The Park New Delhi took up the restoration of the 1724 built astronomical observatory, Jantar Mantar, in 2000, after an MoU with the Archaeological Survey of India (ASI).

==List of hotels==

|  | City/location | Hotel name | Rooms | Opening year |
|---|---|---|---|---|
| 1 | Bangalore | The Park, Bangalore | 109 | 1999 |
| 2 | Chennai | The Park, Chennai | 215 | 2002 |
| 3 | Goa | The Park Calangute, Goa | 30 | 2011 |
| 4 | Goa | The Park Baga River, Goa | 30 | 2011 |
| 5 | Hyderabad | The Park, Hyderabad | 268 | 2010 |
| 6 | Jodhpur | Zone - by The Park, Jodhpur | 90 | 2017 |
| 7 | Kolkata | The Park, Kolkata | 200 | 1967 |
| 8 | Navi Mumbai | The Park, Navi Mumbai | 80 | 2007 |
| 9 | Mumbai | The Park, Mumbai | 60 | 2019 |
| 10 | New Delhi | The Park, New Delhi | 220 | 1987 |
| 11 | Raipur | Zone - by The Park, Raipur | 185 | 2018 |
| 12 | Visakhapatnam | The Park, Visakhapatnam | 66 | 1980 |
| 13 | Jaipur | Zone - by The Park, Jaipur | 48 | 2014 |
| 14 | Kolkata | Zone - by The Park, Kolkata | 116 | 2003 |
| 15 | Patiala | Ran Baas The Palace Hotel | 35 | 2022 |

==Recognition==
The Park Kolkata was awarded the "National Tourism Award" (2003–04) for outstanding performance as the Best Boutique Hotel in the country by the Department of Tourism, Government of India.

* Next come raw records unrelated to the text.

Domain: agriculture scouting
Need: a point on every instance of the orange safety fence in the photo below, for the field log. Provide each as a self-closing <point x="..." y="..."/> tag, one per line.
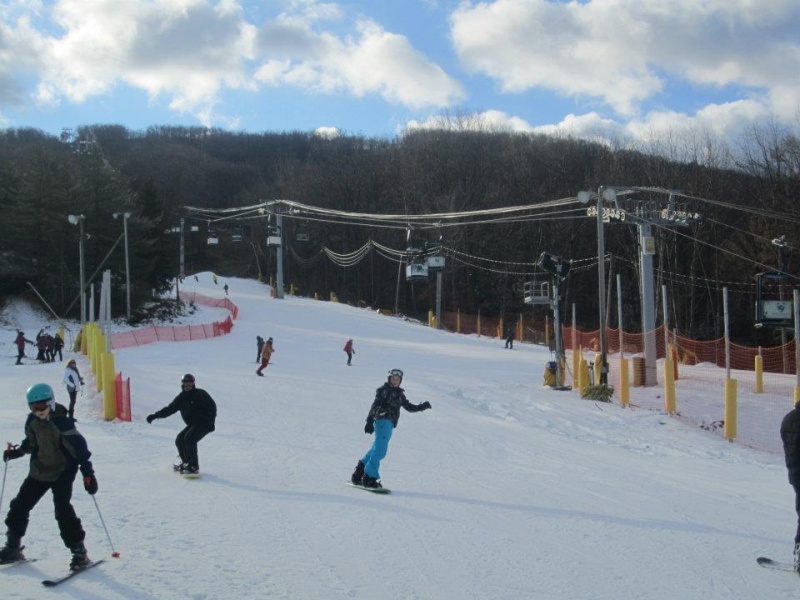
<point x="180" y="333"/>
<point x="123" y="391"/>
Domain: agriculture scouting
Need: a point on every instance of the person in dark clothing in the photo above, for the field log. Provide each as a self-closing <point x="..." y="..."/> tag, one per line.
<point x="57" y="452"/>
<point x="348" y="348"/>
<point x="58" y="345"/>
<point x="73" y="380"/>
<point x="260" y="347"/>
<point x="790" y="436"/>
<point x="20" y="341"/>
<point x="510" y="336"/>
<point x="199" y="412"/>
<point x="382" y="420"/>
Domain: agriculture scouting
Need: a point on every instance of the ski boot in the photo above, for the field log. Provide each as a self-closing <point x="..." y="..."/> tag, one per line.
<point x="12" y="551"/>
<point x="358" y="474"/>
<point x="80" y="558"/>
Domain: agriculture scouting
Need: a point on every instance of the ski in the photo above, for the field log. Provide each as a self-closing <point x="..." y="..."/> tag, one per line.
<point x="373" y="490"/>
<point x="768" y="563"/>
<point x="71" y="574"/>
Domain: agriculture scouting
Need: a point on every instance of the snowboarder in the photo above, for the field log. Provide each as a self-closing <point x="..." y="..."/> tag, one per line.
<point x="259" y="348"/>
<point x="73" y="380"/>
<point x="57" y="452"/>
<point x="266" y="354"/>
<point x="381" y="420"/>
<point x="790" y="436"/>
<point x="20" y="341"/>
<point x="199" y="412"/>
<point x="348" y="347"/>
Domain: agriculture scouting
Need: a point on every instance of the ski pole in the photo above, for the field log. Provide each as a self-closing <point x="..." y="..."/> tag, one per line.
<point x="3" y="487"/>
<point x="114" y="553"/>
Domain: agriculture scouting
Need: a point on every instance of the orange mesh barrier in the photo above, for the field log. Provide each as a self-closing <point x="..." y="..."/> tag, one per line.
<point x="180" y="333"/>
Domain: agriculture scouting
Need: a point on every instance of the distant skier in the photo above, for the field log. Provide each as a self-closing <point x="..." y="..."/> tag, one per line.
<point x="266" y="354"/>
<point x="259" y="348"/>
<point x="20" y="341"/>
<point x="348" y="348"/>
<point x="199" y="412"/>
<point x="57" y="452"/>
<point x="510" y="336"/>
<point x="790" y="435"/>
<point x="381" y="420"/>
<point x="73" y="380"/>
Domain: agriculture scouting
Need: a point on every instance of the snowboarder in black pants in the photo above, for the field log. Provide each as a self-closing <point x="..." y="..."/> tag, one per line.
<point x="260" y="347"/>
<point x="381" y="420"/>
<point x="790" y="436"/>
<point x="57" y="452"/>
<point x="199" y="412"/>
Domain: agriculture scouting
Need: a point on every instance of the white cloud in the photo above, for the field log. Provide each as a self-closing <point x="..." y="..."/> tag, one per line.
<point x="623" y="52"/>
<point x="372" y="61"/>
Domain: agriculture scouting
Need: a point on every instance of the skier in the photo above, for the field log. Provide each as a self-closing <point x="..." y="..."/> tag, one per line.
<point x="381" y="420"/>
<point x="20" y="341"/>
<point x="199" y="412"/>
<point x="510" y="336"/>
<point x="266" y="354"/>
<point x="790" y="435"/>
<point x="259" y="348"/>
<point x="348" y="347"/>
<point x="57" y="452"/>
<point x="73" y="380"/>
<point x="58" y="345"/>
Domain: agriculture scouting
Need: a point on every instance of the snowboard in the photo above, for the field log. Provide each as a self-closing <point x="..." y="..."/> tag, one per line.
<point x="177" y="469"/>
<point x="777" y="565"/>
<point x="373" y="490"/>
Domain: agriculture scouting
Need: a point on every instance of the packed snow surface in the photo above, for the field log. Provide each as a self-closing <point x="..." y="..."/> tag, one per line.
<point x="505" y="489"/>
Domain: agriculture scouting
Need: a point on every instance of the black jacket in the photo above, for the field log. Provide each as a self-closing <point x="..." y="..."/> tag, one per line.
<point x="196" y="408"/>
<point x="387" y="403"/>
<point x="790" y="435"/>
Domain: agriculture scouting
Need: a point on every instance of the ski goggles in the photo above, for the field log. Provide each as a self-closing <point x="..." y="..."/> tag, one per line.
<point x="40" y="406"/>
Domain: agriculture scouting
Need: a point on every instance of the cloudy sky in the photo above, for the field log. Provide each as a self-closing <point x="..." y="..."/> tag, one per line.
<point x="621" y="68"/>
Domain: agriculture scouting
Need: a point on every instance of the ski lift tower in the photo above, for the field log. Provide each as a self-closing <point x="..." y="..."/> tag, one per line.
<point x="559" y="268"/>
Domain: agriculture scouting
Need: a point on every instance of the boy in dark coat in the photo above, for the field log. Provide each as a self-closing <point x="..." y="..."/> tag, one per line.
<point x="381" y="420"/>
<point x="199" y="412"/>
<point x="790" y="436"/>
<point x="57" y="452"/>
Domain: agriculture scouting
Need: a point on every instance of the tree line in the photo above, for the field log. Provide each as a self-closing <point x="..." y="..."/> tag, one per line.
<point x="746" y="196"/>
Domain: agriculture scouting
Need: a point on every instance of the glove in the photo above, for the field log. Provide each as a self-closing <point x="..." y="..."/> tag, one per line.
<point x="11" y="453"/>
<point x="90" y="483"/>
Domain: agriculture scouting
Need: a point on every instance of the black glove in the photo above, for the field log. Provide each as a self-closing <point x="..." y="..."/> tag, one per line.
<point x="90" y="483"/>
<point x="11" y="453"/>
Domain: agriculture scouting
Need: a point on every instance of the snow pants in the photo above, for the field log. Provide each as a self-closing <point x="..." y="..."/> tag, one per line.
<point x="30" y="492"/>
<point x="380" y="445"/>
<point x="186" y="442"/>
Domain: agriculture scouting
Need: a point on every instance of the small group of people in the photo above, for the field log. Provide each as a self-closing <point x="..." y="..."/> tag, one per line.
<point x="48" y="346"/>
<point x="265" y="350"/>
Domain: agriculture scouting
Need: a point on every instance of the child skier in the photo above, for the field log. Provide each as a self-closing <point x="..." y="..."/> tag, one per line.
<point x="381" y="420"/>
<point x="57" y="452"/>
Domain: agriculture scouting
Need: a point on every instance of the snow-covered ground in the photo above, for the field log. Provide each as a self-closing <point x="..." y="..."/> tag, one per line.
<point x="505" y="489"/>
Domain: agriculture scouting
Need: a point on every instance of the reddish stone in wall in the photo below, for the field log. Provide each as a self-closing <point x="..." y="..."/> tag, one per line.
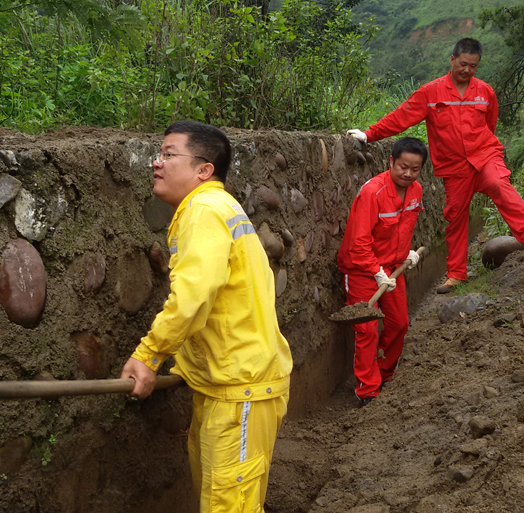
<point x="22" y="283"/>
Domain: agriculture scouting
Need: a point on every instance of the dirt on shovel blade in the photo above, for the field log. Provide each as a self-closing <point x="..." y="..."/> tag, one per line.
<point x="357" y="313"/>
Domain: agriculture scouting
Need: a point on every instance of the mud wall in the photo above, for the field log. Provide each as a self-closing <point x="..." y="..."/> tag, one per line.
<point x="76" y="213"/>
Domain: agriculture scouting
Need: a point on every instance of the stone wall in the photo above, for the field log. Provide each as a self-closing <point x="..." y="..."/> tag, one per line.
<point x="83" y="273"/>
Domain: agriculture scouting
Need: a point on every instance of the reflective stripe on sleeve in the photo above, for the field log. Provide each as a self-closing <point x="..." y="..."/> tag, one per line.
<point x="411" y="207"/>
<point x="237" y="219"/>
<point x="459" y="103"/>
<point x="243" y="430"/>
<point x="390" y="214"/>
<point x="242" y="229"/>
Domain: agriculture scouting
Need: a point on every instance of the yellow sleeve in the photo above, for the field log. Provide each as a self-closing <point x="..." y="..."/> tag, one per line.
<point x="201" y="272"/>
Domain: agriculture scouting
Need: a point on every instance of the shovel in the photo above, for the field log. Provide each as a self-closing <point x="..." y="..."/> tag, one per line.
<point x="365" y="312"/>
<point x="50" y="389"/>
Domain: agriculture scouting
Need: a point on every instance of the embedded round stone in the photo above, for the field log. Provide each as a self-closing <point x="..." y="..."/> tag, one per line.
<point x="496" y="250"/>
<point x="269" y="197"/>
<point x="281" y="161"/>
<point x="23" y="283"/>
<point x="134" y="280"/>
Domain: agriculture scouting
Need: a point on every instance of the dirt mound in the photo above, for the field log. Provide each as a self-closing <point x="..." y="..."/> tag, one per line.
<point x="445" y="435"/>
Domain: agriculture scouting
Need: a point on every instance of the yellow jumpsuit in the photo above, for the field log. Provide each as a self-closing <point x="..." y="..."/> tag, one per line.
<point x="219" y="322"/>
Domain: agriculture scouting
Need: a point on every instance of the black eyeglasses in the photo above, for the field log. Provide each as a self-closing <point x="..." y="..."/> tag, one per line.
<point x="168" y="156"/>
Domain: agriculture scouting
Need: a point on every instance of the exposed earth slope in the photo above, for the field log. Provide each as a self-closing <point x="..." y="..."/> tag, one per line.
<point x="446" y="435"/>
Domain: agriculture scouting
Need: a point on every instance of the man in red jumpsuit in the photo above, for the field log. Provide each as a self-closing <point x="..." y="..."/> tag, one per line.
<point x="376" y="241"/>
<point x="461" y="115"/>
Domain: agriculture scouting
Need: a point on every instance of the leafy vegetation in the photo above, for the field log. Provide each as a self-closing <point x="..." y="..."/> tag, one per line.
<point x="142" y="64"/>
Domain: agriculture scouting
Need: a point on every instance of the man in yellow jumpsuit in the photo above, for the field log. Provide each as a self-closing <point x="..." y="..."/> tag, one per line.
<point x="219" y="323"/>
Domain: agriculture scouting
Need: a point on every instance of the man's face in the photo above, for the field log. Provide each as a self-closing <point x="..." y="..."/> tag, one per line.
<point x="175" y="178"/>
<point x="464" y="67"/>
<point x="405" y="170"/>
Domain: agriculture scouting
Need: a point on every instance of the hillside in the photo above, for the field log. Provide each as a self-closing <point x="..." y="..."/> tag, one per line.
<point x="417" y="36"/>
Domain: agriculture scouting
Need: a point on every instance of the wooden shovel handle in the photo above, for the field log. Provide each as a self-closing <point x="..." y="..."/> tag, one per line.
<point x="394" y="274"/>
<point x="47" y="389"/>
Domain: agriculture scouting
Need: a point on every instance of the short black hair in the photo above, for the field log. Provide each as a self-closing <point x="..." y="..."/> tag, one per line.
<point x="206" y="141"/>
<point x="409" y="145"/>
<point x="467" y="45"/>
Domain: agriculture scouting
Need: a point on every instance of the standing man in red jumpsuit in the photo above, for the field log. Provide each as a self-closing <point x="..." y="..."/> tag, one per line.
<point x="461" y="115"/>
<point x="376" y="241"/>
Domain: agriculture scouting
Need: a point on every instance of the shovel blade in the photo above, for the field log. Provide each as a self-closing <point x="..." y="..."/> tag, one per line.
<point x="356" y="314"/>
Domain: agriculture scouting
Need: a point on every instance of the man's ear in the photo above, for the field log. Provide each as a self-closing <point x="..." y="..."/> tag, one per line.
<point x="206" y="171"/>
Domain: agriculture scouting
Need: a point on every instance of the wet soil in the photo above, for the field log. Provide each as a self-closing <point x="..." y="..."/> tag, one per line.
<point x="445" y="435"/>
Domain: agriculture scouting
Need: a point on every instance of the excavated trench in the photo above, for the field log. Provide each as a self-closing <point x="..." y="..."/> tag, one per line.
<point x="77" y="205"/>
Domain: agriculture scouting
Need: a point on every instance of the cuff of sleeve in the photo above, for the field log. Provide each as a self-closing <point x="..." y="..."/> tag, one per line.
<point x="145" y="355"/>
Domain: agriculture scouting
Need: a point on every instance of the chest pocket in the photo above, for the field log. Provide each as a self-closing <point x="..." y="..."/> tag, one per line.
<point x="441" y="115"/>
<point x="386" y="227"/>
<point x="410" y="218"/>
<point x="479" y="115"/>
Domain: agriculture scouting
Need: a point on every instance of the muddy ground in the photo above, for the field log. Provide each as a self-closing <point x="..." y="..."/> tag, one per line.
<point x="413" y="449"/>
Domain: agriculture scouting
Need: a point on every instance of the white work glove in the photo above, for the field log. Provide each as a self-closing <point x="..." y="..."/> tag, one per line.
<point x="382" y="278"/>
<point x="357" y="134"/>
<point x="413" y="256"/>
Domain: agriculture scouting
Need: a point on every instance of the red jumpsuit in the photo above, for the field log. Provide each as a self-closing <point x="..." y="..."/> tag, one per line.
<point x="378" y="233"/>
<point x="464" y="152"/>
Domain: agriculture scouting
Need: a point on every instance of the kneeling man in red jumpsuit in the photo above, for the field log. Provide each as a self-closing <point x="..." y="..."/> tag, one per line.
<point x="377" y="240"/>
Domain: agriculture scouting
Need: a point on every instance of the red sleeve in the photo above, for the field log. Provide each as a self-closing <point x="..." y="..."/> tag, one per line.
<point x="409" y="113"/>
<point x="363" y="218"/>
<point x="493" y="112"/>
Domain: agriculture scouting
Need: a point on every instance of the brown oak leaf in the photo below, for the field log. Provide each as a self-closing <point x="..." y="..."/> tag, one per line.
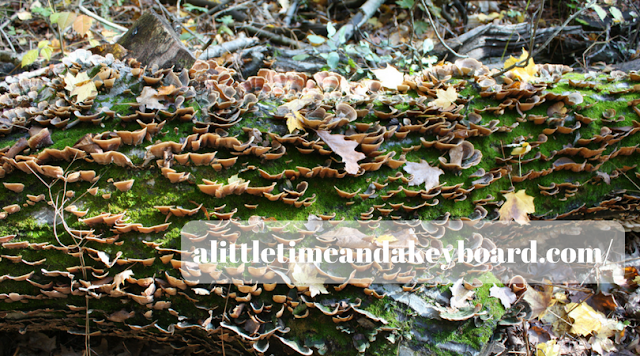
<point x="517" y="206"/>
<point x="423" y="173"/>
<point x="345" y="149"/>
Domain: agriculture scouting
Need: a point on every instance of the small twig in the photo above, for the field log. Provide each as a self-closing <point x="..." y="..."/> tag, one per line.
<point x="172" y="18"/>
<point x="525" y="328"/>
<point x="270" y="35"/>
<point x="101" y="19"/>
<point x="524" y="63"/>
<point x="571" y="18"/>
<point x="241" y="5"/>
<point x="227" y="47"/>
<point x="8" y="40"/>
<point x="226" y="302"/>
<point x="290" y="12"/>
<point x="433" y="25"/>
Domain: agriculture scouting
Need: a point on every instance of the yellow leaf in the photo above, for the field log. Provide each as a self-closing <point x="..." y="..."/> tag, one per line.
<point x="85" y="91"/>
<point x="526" y="73"/>
<point x="389" y="77"/>
<point x="64" y="19"/>
<point x="521" y="150"/>
<point x="294" y="121"/>
<point x="29" y="57"/>
<point x="24" y="15"/>
<point x="82" y="24"/>
<point x="81" y="86"/>
<point x="585" y="319"/>
<point x="539" y="301"/>
<point x="445" y="98"/>
<point x="517" y="206"/>
<point x="306" y="275"/>
<point x="297" y="104"/>
<point x="548" y="348"/>
<point x="488" y="18"/>
<point x="386" y="237"/>
<point x="46" y="52"/>
<point x="72" y="81"/>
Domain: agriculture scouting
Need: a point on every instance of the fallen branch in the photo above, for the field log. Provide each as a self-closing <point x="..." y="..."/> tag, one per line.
<point x="360" y="18"/>
<point x="290" y="12"/>
<point x="270" y="35"/>
<point x="433" y="25"/>
<point x="101" y="19"/>
<point x="227" y="47"/>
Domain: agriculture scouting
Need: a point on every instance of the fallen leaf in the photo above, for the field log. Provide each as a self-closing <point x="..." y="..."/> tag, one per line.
<point x="382" y="238"/>
<point x="80" y="86"/>
<point x="120" y="316"/>
<point x="517" y="206"/>
<point x="423" y="173"/>
<point x="604" y="176"/>
<point x="445" y="98"/>
<point x="389" y="77"/>
<point x="149" y="98"/>
<point x="521" y="150"/>
<point x="121" y="277"/>
<point x="345" y="149"/>
<point x="460" y="295"/>
<point x="297" y="104"/>
<point x="307" y="275"/>
<point x="526" y="73"/>
<point x="166" y="90"/>
<point x="294" y="121"/>
<point x="549" y="348"/>
<point x="506" y="296"/>
<point x="63" y="19"/>
<point x="29" y="57"/>
<point x="539" y="300"/>
<point x="82" y="24"/>
<point x="24" y="15"/>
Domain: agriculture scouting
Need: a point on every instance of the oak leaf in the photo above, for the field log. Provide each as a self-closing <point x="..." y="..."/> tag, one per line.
<point x="539" y="300"/>
<point x="307" y="275"/>
<point x="382" y="238"/>
<point x="389" y="77"/>
<point x="149" y="98"/>
<point x="549" y="348"/>
<point x="521" y="150"/>
<point x="294" y="121"/>
<point x="526" y="73"/>
<point x="82" y="24"/>
<point x="423" y="173"/>
<point x="345" y="149"/>
<point x="517" y="206"/>
<point x="63" y="19"/>
<point x="460" y="295"/>
<point x="506" y="296"/>
<point x="80" y="86"/>
<point x="445" y="98"/>
<point x="121" y="277"/>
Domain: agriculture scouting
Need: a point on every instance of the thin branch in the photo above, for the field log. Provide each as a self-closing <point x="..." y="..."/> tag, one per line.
<point x="270" y="35"/>
<point x="524" y="63"/>
<point x="290" y="13"/>
<point x="433" y="25"/>
<point x="101" y="19"/>
<point x="172" y="18"/>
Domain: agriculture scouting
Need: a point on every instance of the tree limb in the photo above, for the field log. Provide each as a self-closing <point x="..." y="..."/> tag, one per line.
<point x="231" y="46"/>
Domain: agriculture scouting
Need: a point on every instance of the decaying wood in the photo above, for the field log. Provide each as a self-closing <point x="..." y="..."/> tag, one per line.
<point x="231" y="46"/>
<point x="151" y="40"/>
<point x="490" y="40"/>
<point x="360" y="18"/>
<point x="271" y="36"/>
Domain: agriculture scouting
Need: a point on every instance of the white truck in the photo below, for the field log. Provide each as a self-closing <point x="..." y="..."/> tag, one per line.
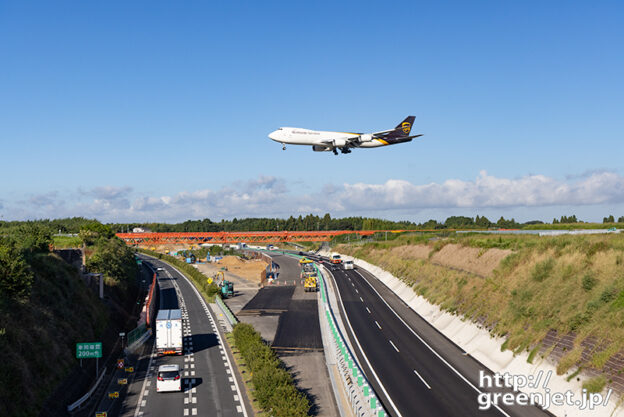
<point x="169" y="332"/>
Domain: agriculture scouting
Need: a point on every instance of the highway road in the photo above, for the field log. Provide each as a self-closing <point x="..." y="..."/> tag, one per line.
<point x="209" y="382"/>
<point x="414" y="369"/>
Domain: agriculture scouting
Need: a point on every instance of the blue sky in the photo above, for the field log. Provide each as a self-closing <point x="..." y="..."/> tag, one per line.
<point x="132" y="111"/>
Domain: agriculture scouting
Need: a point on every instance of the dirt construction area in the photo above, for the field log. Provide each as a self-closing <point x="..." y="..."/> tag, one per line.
<point x="235" y="269"/>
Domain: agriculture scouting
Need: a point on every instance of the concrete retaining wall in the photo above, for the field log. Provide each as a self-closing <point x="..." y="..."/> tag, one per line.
<point x="478" y="342"/>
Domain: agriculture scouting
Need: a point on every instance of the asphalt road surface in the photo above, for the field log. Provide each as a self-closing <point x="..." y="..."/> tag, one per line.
<point x="414" y="369"/>
<point x="209" y="384"/>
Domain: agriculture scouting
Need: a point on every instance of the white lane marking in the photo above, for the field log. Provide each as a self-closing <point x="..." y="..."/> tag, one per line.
<point x="357" y="342"/>
<point x="429" y="347"/>
<point x="393" y="345"/>
<point x="149" y="366"/>
<point x="422" y="379"/>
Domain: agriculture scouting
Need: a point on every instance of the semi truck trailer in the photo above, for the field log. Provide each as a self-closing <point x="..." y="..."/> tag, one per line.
<point x="169" y="332"/>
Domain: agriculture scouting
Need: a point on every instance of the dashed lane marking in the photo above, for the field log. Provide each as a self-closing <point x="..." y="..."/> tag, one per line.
<point x="422" y="379"/>
<point x="393" y="345"/>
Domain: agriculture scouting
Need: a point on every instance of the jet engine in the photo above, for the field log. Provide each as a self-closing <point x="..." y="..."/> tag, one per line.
<point x="339" y="143"/>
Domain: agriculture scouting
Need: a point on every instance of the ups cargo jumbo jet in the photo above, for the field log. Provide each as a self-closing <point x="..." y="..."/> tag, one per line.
<point x="332" y="141"/>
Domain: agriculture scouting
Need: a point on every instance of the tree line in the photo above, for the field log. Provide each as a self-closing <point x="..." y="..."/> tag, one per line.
<point x="309" y="222"/>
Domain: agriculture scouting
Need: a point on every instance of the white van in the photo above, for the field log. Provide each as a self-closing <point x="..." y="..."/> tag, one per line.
<point x="168" y="378"/>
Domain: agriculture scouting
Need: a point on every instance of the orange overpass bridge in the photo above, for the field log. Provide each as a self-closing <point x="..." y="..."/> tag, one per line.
<point x="240" y="237"/>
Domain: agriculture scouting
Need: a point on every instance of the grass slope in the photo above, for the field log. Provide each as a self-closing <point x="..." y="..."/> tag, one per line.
<point x="38" y="335"/>
<point x="571" y="284"/>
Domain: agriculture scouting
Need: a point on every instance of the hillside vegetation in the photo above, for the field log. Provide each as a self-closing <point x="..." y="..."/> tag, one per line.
<point x="46" y="308"/>
<point x="569" y="284"/>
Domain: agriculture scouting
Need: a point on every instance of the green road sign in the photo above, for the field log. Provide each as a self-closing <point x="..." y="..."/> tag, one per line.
<point x="89" y="350"/>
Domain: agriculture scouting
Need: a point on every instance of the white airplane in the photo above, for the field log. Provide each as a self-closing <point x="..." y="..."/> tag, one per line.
<point x="332" y="141"/>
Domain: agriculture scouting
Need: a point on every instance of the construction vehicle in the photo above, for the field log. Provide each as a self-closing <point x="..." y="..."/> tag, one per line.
<point x="308" y="275"/>
<point x="227" y="289"/>
<point x="310" y="283"/>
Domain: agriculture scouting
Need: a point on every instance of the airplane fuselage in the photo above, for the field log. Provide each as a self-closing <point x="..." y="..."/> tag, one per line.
<point x="323" y="141"/>
<point x="300" y="136"/>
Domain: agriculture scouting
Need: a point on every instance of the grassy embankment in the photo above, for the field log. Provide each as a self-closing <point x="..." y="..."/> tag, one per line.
<point x="38" y="334"/>
<point x="46" y="308"/>
<point x="571" y="284"/>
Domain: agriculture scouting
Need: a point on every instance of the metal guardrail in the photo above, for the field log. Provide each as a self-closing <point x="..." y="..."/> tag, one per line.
<point x="85" y="397"/>
<point x="363" y="400"/>
<point x="136" y="334"/>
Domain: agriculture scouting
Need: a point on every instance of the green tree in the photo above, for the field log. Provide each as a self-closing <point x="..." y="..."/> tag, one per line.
<point x="31" y="238"/>
<point x="16" y="277"/>
<point x="114" y="259"/>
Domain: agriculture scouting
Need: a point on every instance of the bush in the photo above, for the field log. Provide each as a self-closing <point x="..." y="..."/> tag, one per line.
<point x="274" y="387"/>
<point x="595" y="384"/>
<point x="16" y="277"/>
<point x="588" y="282"/>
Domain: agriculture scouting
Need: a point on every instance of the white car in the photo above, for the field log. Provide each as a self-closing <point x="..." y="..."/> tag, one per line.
<point x="168" y="378"/>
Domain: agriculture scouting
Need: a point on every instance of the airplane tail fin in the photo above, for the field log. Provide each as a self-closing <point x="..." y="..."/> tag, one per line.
<point x="405" y="126"/>
<point x="402" y="130"/>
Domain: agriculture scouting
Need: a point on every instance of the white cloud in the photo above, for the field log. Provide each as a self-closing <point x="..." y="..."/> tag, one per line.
<point x="270" y="197"/>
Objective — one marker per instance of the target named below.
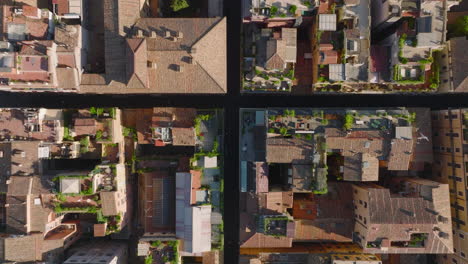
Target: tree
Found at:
(177, 5)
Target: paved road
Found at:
(231, 103)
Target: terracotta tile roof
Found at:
(351, 2)
(24, 248)
(16, 212)
(187, 65)
(24, 158)
(459, 63)
(180, 117)
(357, 142)
(30, 11)
(326, 46)
(392, 216)
(261, 177)
(283, 50)
(68, 37)
(328, 57)
(137, 60)
(263, 204)
(400, 154)
(35, 48)
(109, 203)
(182, 136)
(62, 6)
(85, 126)
(93, 79)
(361, 167)
(289, 150)
(100, 230)
(196, 184)
(66, 60)
(67, 78)
(302, 178)
(339, 230)
(276, 201)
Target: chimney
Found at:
(152, 64)
(191, 60)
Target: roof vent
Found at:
(190, 60)
(152, 64)
(140, 33)
(365, 164)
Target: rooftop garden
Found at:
(409, 75)
(86, 184)
(282, 12)
(68, 123)
(99, 112)
(416, 241)
(198, 122)
(274, 225)
(270, 80)
(104, 130)
(164, 252)
(113, 222)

The Park Kolkata won The Best Business Hotel award at Travel+ leisure India south Asia's luxury travel event 'India's Best Awards 2018' in New Delhi

In 2006, Forbes, listed "Atrium" in The Park Chennai, with its menu designed by Italian chef Antonio Carluccio, amongst India's top 10 Most Expensive Restaurants. In 2010, The Independent, listed The Park Hyderabad amongst its list of "100 holiday ideas for 2010".